# Snapping Keyhole Bits



## James Scott (Mar 2, 2009)

Hello everyone,


In my business we use keyhole bits to cut grooves or slots for hanging plaques. Generally I get hundreds of plaques before the bit is too dull or the head snaps off. Recently, let's say the past week, we're lucky to get 50 cuts, sometimes as few as 10 cuts. 

We're looking at possible changes in our mdf material, changes or issues with our tooling supplier, router speed, feed speed, moisture content of mdf, etc.

Any other suggestions or insights? Possibly there are there bits that you find are more suitable to mdf than others.

Thank you.


----------



## bobj3 (Jan 17, 2006)

Hi James


Key holes bits are great BUT they do like to trap the heat/chips in the slot, you may want to try a small tee slot bit out for the same type of job..

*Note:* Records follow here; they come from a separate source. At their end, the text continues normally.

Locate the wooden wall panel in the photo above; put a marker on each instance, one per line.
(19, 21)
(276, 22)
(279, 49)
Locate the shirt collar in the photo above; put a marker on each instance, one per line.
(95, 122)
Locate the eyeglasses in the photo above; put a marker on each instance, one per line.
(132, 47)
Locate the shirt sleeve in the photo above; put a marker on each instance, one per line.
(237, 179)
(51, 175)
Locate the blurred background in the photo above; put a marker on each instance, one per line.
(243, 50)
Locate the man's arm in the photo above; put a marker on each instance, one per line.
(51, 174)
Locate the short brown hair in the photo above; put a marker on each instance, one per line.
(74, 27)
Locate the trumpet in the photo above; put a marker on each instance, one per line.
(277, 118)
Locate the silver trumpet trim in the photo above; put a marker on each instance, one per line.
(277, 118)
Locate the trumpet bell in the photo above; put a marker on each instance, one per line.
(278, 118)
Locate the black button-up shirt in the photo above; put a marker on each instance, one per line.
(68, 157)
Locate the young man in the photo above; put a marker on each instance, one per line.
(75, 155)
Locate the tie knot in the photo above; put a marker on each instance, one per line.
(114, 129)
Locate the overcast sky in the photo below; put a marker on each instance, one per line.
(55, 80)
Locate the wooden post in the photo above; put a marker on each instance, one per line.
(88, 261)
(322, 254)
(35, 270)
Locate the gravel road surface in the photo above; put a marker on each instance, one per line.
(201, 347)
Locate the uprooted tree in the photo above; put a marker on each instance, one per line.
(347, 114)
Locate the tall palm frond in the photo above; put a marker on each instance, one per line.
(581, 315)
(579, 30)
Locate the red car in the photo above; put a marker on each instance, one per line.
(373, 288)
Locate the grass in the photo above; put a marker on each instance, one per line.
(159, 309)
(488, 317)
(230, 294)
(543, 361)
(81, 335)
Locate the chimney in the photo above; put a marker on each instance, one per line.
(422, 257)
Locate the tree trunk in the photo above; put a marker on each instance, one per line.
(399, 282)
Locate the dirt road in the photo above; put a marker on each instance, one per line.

http://www.mlcswoodworking.com/orderstatus/html/smarthtml/pages/bt_keyhl.html

http://www.amazon.com/Whiteside-Sma...r0_2?s=hi&ie=UTF8&qid=1323193250&sr=1-2-fkmr0

http://www.amazon.com/Whiteside-Woo...ref=sr_1_1?s=hi&ie=UTF8&qid=1323193250&sr=1-1

=====



James Scott said:


> Hello everyone,
> 
> 
> In my business we use keyhole bits to cut grooves or slots for hanging plaques. Generally I get hundreds of plaques before the bit is too dull or the head snaps off. Recently, let's say the past week, we're lucky to get 50 cuts, sometimes as few as 10 cuts.
> ...


----------